The older man stood up slowly, allowing his mortal eyes to occlude with his demonic presence. Gold, the color of a freshly minted drachma, flooded the whole of the vessel's eyes. It wasn't yellow, not the color of the Princes, but something with more of a glitter to it, like metal, like the false idol of a fallen god. Cold fingers of dread walked down Crowley's spine, but he held carefully still, knowing any weakness would paint a target on his back.
"Mammon, I presume?" Crowley's voice didn't betray him. He was thankful for that much.
"Indeed! And now, you will abdicate your throne to me, and go back to tending your cross-road, little boy." Mammon was delighted by the recognition, but maintained quite firmly that he would not be giving up ground. "Now, Paper King."
"Why should I?" Crowley crossed his arms over his chest, lifting his chin as he mentally scrambled for a good angle. "Where have you been? These, oh... two millennia or so? Do you even remember how to tempt a mortal anymore? Do you even know what wonders they have at their disposal now?"
Mammon's golden eyes flicked back to his mortal ones, which then narrowed. They were measuring each other. When the fallen god didn't speak up, Crowley got bolder. "These plebeians may be afraid of your legend, Mammon, but I know know that you've been trapped in an itty, bitty gem since the Dark Ages." Sauntering towards the dais, he gestured expansively to the gathered demons. "The mortals don't even know your name anymore. You must be weak as a mewling kit-"
Crowley had one step left to climb, but Mammon uncoiled.

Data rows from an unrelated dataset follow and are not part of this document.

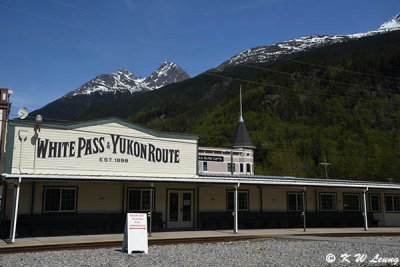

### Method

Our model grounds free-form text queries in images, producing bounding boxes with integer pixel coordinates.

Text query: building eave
[2,173,400,190]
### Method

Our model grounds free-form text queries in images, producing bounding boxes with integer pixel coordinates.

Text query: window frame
[226,189,250,212]
[203,161,208,172]
[342,192,361,212]
[385,194,400,213]
[368,193,382,213]
[226,162,236,173]
[126,187,156,212]
[286,191,307,212]
[318,192,338,212]
[42,186,78,213]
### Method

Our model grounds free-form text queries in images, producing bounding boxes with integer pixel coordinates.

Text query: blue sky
[0,0,400,114]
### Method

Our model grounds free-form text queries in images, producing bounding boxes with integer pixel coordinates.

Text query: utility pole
[397,119,400,157]
[319,156,331,179]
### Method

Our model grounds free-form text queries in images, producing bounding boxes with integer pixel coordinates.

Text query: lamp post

He caught Crowley off guard with a back-hand that sent the King of Hell reeling backwards down the stairs, until he missed one, and landed flat on his back. Rising to his full height, the weight of Mammon's power came crashing down upon the room. For a brief second, the fires flickered and died, the shadows casting ominous shapes around the interloper's head. Shadowed horns curved wickedly up from his forehead, the impression of them only disappearing when the fires surged back to full strength.
"Brothers, and Sisters of Hell," Mammon's silk voice rung out loud and clear over the murmur of demons. Crowley tried to crabwalk backwards, but Mammon came to a stop beside him, and planted a finely polished boot in the center of Crowley's chest. "You have languished and suffered under the rule of a buffoon for far too long! This mockery of a demon knows not the meaning of true power. He holds nothing but a puppet title, playing dress up until the day his betters arrive to right the ship."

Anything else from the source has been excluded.